Described in Quebec Culture magazine as "one of Québec's most innovative contemporary printmakers", Farish is "known for having perfected many collograph techniques including carborundum, acrylic textured mediums, and for using nontraditional surfaces and found objects." Early in her career, Farish worked with François-Xavier Marange at Atelier Circulaire on experimental processes such as drawing on Chine-collé, as well as collage with printed, torn, or crumbled traditional handmade paper or washi. In 2008 she was elected to and exhibited with the Royal Canadian Academy of Arts. In 2010 she became a resident fellow at the Ballinglen Arts Foundation in Ballycastle, Ireland, and was a 2014 artist-in-resident at St. Michael's Printshop in St. John's, Newfoundland. In 2013, under Québec's Integration of Art and Architecture Program, she was awarded commissions for two public-work installations, including one at Cégep de Sherbrooke.

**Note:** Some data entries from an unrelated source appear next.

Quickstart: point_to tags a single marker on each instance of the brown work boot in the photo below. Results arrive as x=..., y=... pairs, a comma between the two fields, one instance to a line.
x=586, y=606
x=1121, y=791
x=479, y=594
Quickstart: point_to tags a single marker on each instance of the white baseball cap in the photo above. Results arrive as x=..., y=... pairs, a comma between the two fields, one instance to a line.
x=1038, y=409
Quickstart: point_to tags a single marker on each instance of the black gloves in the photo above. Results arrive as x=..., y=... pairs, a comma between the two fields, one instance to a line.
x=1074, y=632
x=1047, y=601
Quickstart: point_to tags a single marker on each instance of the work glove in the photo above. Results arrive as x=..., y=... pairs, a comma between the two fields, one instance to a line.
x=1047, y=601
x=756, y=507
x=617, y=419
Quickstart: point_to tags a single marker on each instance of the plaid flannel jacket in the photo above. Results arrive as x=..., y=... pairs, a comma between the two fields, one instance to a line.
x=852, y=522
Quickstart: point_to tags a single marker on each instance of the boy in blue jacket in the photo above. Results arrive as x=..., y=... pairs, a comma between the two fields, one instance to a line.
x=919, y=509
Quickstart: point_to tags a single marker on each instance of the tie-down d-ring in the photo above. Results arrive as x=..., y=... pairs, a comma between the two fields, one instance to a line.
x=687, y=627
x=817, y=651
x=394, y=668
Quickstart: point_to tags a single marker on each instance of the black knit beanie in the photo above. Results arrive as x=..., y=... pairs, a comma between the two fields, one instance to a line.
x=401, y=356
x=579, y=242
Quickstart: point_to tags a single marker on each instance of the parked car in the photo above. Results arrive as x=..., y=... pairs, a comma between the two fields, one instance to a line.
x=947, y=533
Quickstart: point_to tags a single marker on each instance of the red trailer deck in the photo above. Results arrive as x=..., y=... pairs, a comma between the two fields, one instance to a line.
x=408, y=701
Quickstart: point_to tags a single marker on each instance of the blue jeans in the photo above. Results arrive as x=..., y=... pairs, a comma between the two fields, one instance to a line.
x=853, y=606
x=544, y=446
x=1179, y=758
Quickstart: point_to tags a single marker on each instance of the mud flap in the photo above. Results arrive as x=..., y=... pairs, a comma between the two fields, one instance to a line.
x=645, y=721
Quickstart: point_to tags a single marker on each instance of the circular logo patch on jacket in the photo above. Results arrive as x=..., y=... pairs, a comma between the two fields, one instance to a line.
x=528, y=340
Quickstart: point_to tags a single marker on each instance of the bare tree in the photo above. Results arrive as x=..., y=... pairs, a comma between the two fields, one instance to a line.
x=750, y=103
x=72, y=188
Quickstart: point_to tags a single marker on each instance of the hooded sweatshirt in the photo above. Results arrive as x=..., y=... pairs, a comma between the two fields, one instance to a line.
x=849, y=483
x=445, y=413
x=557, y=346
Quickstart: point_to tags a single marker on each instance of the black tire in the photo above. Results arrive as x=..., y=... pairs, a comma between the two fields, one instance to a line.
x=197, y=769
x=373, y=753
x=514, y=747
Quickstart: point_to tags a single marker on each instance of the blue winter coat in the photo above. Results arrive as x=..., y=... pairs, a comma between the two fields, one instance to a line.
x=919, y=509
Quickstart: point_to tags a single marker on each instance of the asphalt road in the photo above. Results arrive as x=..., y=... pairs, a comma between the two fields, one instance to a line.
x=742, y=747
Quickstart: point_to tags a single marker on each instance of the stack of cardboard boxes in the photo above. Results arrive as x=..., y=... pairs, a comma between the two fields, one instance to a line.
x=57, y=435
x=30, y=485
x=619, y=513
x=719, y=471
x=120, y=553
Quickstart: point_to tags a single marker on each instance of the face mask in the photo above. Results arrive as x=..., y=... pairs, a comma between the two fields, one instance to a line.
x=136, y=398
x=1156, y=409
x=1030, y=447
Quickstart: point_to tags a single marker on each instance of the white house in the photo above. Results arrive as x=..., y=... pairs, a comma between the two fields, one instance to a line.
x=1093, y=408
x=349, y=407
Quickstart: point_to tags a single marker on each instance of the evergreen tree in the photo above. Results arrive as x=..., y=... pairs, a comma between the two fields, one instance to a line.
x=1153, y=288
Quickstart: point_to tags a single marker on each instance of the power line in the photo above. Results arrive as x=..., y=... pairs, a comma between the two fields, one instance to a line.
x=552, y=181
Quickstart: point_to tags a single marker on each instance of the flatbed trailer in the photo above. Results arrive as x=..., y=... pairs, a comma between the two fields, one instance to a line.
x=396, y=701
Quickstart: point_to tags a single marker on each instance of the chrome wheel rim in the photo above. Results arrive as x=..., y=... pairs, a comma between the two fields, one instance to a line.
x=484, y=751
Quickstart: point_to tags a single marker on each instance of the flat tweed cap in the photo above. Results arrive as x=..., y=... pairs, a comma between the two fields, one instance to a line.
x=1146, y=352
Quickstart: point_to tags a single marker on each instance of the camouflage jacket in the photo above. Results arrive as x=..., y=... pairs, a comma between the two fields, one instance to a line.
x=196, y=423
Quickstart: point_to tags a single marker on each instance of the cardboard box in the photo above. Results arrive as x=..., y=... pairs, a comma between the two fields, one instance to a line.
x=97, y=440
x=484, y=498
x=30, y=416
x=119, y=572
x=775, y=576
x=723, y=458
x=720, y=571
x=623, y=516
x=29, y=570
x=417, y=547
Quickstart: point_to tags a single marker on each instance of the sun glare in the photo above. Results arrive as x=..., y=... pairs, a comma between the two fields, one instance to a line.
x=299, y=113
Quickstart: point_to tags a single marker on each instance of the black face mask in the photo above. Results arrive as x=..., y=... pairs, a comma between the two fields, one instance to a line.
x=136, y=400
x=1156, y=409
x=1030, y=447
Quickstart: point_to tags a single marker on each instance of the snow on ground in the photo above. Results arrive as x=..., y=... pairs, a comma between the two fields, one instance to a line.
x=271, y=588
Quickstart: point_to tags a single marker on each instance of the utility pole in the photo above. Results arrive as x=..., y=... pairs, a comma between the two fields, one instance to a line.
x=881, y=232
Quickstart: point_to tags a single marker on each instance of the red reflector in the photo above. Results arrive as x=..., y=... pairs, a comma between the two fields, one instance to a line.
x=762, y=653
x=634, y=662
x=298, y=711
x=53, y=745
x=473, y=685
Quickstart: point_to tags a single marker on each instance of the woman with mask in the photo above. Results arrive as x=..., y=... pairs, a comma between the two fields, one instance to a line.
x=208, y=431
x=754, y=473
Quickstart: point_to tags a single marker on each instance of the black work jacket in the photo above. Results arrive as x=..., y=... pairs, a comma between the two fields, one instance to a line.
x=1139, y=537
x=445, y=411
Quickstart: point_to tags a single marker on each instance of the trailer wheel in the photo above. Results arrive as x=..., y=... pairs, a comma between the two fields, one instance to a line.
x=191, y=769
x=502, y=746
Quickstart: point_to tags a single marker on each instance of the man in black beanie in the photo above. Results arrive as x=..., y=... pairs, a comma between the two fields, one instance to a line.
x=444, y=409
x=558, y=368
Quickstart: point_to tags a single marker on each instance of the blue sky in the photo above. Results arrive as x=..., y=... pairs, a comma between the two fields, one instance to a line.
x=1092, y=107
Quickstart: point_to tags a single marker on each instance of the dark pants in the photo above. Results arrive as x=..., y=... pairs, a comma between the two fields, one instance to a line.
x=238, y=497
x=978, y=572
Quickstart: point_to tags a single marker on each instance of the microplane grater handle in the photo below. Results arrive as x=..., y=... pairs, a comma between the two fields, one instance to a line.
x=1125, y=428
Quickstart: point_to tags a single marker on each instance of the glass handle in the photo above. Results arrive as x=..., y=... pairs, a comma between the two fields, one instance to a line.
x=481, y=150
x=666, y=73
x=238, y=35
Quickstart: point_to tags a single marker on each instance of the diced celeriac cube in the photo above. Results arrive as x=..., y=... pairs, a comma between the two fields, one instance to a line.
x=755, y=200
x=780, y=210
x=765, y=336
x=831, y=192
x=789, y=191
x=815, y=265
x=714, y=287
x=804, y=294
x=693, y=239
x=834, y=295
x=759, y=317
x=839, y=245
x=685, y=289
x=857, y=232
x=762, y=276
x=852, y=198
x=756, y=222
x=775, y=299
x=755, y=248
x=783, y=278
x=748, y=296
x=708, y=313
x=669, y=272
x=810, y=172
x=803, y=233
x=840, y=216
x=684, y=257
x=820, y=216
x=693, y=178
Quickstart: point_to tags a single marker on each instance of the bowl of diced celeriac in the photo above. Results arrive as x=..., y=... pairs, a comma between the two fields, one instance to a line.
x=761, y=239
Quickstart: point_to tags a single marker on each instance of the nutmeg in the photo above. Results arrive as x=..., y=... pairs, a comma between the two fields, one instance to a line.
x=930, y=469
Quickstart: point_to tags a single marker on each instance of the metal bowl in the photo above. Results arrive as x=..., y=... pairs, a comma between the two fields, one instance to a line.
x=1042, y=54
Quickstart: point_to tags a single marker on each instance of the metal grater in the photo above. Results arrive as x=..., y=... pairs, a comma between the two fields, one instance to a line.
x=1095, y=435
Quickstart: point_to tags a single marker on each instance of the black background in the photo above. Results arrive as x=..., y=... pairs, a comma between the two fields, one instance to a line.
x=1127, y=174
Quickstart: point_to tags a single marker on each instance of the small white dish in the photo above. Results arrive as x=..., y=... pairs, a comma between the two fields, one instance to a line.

An educator, Farish taught printmaking and drawing at the National Theatre School of Canada (1995–2011) in Montreal, and at the Great River Arts Institute in Walpole, Vermont. In 2013 she curated an exhibition of prints by François-Xavier Marange at Atelier Circulaire. In 2017 she was an instructor at the Ballinglen Arts Foundation in Ballycastle, Ireland.